In de Naam van Allaah,
de Meest Barmhartige,
de Genadevolle 


Zo meteen klinkt de Adhan in mijn slaapkamer tijdens deze heerlijke frisse nacht in de maand Ramadaan. Een uur geleden heb ik genoten van een sappige rode pruim, een zoete dadel en twee glazen gevuld met heerlijk koel water als suhur. Sommigen zullen dit beschouwen als een simpel tussendoortje, maar in werkelijkheid is dit een koninklijke maaltijd. Hoeveel hongerige magen verlangen naar een hap uit een sappig stuk fruit.
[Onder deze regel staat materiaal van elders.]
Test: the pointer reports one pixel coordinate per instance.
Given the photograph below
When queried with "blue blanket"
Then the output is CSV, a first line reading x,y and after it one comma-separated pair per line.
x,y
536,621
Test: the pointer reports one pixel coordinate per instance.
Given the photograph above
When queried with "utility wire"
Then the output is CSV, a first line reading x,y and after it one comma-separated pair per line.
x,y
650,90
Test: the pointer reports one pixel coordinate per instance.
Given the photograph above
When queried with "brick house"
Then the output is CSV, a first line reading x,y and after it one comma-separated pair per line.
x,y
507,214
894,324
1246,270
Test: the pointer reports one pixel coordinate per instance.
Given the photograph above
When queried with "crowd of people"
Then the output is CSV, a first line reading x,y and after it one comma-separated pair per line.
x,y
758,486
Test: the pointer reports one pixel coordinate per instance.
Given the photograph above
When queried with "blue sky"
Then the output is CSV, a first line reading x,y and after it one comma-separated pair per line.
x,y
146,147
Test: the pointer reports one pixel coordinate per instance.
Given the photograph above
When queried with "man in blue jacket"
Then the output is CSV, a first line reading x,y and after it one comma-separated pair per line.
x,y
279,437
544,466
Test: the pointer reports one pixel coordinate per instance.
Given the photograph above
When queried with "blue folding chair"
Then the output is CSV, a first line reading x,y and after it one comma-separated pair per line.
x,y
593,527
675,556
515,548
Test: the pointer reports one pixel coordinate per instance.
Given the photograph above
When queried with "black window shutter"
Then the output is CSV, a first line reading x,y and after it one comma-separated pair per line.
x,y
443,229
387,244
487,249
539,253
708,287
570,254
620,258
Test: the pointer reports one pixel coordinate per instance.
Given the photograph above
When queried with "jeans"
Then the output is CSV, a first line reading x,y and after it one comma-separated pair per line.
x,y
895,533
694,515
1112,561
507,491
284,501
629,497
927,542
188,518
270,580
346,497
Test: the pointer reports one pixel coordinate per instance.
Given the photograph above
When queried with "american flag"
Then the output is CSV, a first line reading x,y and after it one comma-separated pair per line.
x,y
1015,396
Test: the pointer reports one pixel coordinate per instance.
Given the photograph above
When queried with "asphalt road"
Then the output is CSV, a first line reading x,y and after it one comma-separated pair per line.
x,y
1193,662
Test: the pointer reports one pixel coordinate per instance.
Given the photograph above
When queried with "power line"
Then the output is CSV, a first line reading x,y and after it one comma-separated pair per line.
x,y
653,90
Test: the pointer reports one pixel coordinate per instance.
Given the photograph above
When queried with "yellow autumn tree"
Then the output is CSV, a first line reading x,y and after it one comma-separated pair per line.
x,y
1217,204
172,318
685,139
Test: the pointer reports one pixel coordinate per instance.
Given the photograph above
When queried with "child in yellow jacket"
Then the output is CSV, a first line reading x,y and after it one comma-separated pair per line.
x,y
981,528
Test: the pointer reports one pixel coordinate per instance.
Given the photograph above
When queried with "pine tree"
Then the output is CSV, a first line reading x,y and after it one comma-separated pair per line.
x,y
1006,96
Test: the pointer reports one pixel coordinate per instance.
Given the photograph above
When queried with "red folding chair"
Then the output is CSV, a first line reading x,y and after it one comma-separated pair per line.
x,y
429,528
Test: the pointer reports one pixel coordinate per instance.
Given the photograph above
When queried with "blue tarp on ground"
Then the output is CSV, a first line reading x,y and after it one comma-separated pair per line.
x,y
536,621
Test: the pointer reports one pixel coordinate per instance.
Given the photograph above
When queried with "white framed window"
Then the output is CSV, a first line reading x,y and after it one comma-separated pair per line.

Hoeveel dorstige monden snakken naar enkele slokjes van zuiver koud water. En hoeveel zieke pati?nten zouden dolgraag nog eens willen ervaren hoe zoet een dadel smaken kan. Wat is er dan toch met ons dat we een uitgebreide zoektocht ondernemen in onze koelkast om iets lekkers voor onze magen te vinden, terwijl we niet tevreden zijn met hetgeen er zich voor onze ogen bevindt? We leven reeds zo lang in welvaart en rijkdom dat we niet meer eens beseffen dat wij tot de welvarende rijken behoren.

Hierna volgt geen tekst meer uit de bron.